# Intersecting cylinders!

1. Apr 19, 2004

### Xishan

Can anybody help me finding the surface area of two intersecting cylinders with different radii and NOT perpendicular to each other (the axes of the two are in the same plane)?

Xishan

2. Apr 19, 2004

### Chen

Welcome to Physics Forums.

Do you have the angle between the axes of the cylinders? I assume it is safe to assume that the cylinders are both high enough so the intersection is "complete".

3. Apr 19, 2004

### Xishan

Yes, Chen! the cylinders are COMPLETELY intersecting each other, and the angle can be assumed to be any value other than 90 degrees. I've solved the problem with the perpendicular case and verified the results with my CAD software.

4. Apr 20, 2004

### Theelectricchild

5. Apr 20, 2004

### HallsofIvy

Staff Emeritus
No, Xishan was asking about an angle other than 90 degrees. The problem you give is the 90 degree case.

6. Apr 20, 2004

### Xishan

The problem still remains unsolved! the intersection area and the surface area ...

7. Apr 20, 2004

### arildno

Just a suggestion:
We let the cylinder with largest radius be identified by uppercase letters,
while the cylinder with the least radius be identified with lowercase letters.
Going into the plane defined by the cylinder axes, we have the relation between the vertical variables: Z=z (X and x go along the respective axes).
In general, the region is the intersection between the regions:
Y^(2)+Z^(2)<=R^(2), y^(2)+z^(2)<=r^(2).

We let the axis of the cylinder with largest radius be rotated an angle w to the other axis, the intersection of the axes is the origin.
We have therefore:
X=x*cos(w)+y*sin(w), Y=-x*sin(w)+y*cos(w),
or we have the inequalities in x,y,z:
y^(2)+z^(2)<=r^(2)
z^(2)+(-x*sin(w)+y*cos(w))^(2)<=R^(2)

The last inequality gives the limits on x as functions of z and y

Last edited: Apr 20, 2004
8. Apr 21, 2004

### Xishan

Thanks!

That is what I was doing but with some mistake in the limits. I initially thought the maxima (in x) of the intersecting curve in the xy plane will be at y=0; and that was wrong. Due to the inclined nature of the surface this point moves a little on the other side. Having corrected that error in the limit I've managed to solive the problem and verified it with my CAD software.
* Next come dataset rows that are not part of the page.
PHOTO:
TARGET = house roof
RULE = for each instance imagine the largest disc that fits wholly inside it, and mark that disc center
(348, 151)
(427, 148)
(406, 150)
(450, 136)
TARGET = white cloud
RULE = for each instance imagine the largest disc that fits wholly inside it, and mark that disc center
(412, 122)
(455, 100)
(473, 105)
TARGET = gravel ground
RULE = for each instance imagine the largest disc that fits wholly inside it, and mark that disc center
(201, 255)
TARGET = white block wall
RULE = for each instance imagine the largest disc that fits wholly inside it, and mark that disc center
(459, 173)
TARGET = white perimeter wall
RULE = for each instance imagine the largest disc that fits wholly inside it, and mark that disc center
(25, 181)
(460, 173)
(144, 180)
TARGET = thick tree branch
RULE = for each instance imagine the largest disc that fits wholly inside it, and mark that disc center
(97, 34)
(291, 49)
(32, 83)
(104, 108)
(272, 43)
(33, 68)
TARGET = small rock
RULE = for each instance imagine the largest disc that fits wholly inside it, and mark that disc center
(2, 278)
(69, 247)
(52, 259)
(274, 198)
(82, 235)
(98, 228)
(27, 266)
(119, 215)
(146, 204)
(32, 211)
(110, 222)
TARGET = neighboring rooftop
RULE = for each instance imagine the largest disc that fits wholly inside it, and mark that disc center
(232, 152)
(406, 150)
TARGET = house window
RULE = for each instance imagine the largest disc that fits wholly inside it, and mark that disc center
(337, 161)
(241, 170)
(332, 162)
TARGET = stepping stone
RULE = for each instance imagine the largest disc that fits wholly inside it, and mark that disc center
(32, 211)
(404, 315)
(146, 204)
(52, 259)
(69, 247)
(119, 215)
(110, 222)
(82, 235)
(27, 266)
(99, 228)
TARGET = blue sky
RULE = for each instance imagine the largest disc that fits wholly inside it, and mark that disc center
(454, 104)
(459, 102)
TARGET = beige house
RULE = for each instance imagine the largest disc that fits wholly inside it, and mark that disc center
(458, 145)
Thanks for paying this much attention to my question. I never thought this many people would view this thread.

Last edited: Apr 21, 2004
9. Apr 21, 2004

### arildno

Xishan, just a question:
Did you solve it numerically, or did you find some exact solution that has escaped me?

10. Apr 22, 2004

### Xishan

Well, I did try my best to solve it numerically and eventually got the solution in terms of elliptical integrals but since I had to program that solution in my VB routine I employed Simpson's rule for its numerical solution. Following are the two integrals that i had at the end:

intg(sqrt((r^2-x^2)/(R^2-x^2))) 'for the intersection area

and

intg(sqrt((R^2-x^2)/(r^2-x^2))) 'for surface area

where R > r and limits on x are: x=0 to x=r in both cases

the second integral poses an added problem of being improper since it becomes infinite at the upper limit. I had to transform it in to a managable form by substituting 'x = r cos(a)' (from the geometry of the problem) and ended up with the following integral

intg(sqrt((R/r)^2-cos(a)^2))

with limits of a: 0 to pi/2

I will appreciate any one giving me an analytical solution or at least tell me a better (yet easy to program) and accurate numerical technique than Simpson's rule.